What Every Insurance Policyholder Ought to Know About Subrogation

Subrogation is a concept that's well-known among insurance and legal companies but sometimes not by the customers they represent. Even if it sounds complicated, it is in your self-interest to know the steps of how it works. The more knowledgeable you are, the more likely an insurance lawsuit will work out in your favor.

Every insurance policy you have is a commitment that, if something bad happens to you, the business that insures the policy will make good without unreasonable delay. If you get injured on the job, your employer's workers compensation pays out for medical services. Employment lawyers handle the details; you just get fixed up.

But since ascertaining who is financially responsible for services or repairs is usually a time-consuming affair – and time spent waiting in some cases increases the damage to the victim – insurance firms often opt to pay up front and figure out the blame later. They then need a method to regain the costs if, in the end, they weren't actually responsible for the payout.

Can You Give an Example?

Your electric outlet catches fire and causes $10,000 in house damages. Happily, you have property insurance and it takes care of the repair expenses. However, the assessor assigned to your case finds out that an electrician had installed some faulty wiring, and there is a reasonable possibility that a judge would find him to blame for the loss. You already have your money, but your insurance firm is out $10,000. What does the firm do next?

How Does Subrogation Work?

This is where subrogation comes in. It is the way that an insurance company uses to claim reimbursement after it has paid for something that should have been paid by some other entity. Some insurance firms have in-house property damage lawyers and personal injury attorneys, or a department dedicated to subrogation; others contract with a law firm. Under ordinary circumstances, only you can sue for damages to your self or property. But under subrogation law, your insurer is given some of your rights for having taken care of the damages. It can go after the money that was originally due to you, because it has covered the amount already.
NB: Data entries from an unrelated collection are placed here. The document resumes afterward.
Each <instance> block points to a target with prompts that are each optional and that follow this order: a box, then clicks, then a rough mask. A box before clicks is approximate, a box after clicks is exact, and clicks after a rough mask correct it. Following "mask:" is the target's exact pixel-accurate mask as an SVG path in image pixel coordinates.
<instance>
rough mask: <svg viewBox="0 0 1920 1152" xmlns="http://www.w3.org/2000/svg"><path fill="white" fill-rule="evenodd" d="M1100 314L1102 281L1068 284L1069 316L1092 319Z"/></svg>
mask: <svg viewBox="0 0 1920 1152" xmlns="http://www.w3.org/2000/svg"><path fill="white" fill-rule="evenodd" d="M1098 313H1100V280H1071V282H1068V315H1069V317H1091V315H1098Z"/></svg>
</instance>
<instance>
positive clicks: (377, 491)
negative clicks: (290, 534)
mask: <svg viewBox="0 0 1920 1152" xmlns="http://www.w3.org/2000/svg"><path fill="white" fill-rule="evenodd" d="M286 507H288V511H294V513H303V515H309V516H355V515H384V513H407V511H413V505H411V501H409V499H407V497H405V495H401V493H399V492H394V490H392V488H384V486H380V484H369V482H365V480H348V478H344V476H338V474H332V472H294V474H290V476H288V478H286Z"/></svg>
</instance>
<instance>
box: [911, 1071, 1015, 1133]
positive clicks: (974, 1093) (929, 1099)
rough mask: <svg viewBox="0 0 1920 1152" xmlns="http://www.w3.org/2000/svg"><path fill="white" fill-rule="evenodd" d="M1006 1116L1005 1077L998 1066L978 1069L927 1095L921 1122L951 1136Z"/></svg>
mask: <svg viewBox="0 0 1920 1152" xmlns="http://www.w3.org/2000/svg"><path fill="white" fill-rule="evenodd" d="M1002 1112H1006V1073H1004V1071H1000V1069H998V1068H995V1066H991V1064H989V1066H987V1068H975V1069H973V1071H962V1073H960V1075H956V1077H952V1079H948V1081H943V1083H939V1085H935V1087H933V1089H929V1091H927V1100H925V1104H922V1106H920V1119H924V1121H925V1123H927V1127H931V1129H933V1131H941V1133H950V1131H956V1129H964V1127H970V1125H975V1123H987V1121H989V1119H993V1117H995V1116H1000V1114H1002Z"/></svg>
How Does This Affect Policyholders?

For starters, if your insurance policy stipulated a deductible, your insurer wasn't the only one who had to pay. In a $10,000 accident with a $1,000 deductible, you have a stake in the outcome as well – to the tune of $1,000. If your insurer is unconcerned with pursuing subrogation even when it is entitled, it might choose to recover its expenses by upping your premiums and call it a day. On the other hand, if it knows which cases it is owed and goes after those cases aggressively, it is acting both in its own interests and in yours. If all of the money is recovered, you will get your full $1,000 deductible back. If it recovers half (for instance, in a case where you are found 50 percent responsible), you'll typically get half your deductible back, depending on your state laws.

Furthermore, if the total loss of an accident is more than your maximum coverage amount, you may have had to pay the difference, which can be extremely expensive. If your insurance company or its property damage lawyers, such as legal assistance payson ut, successfully press a subrogation case, it will recover your costs in addition to its own.

All insurers are not the same. When comparing, it's worth looking at the records of competing firms to find out if they pursue legitimate subrogation claims; if they do so quickly; if they keep their customers posted as the case continues; and if they then process successfully won reimbursements right away so that you can get your deductible back and move on with your life. If, on the other hand, an insurance agency has a record of honoring claims that aren't its responsibility and then safeguarding its profitability by raising your premiums, even attractive rates won't outweigh the eventual headache.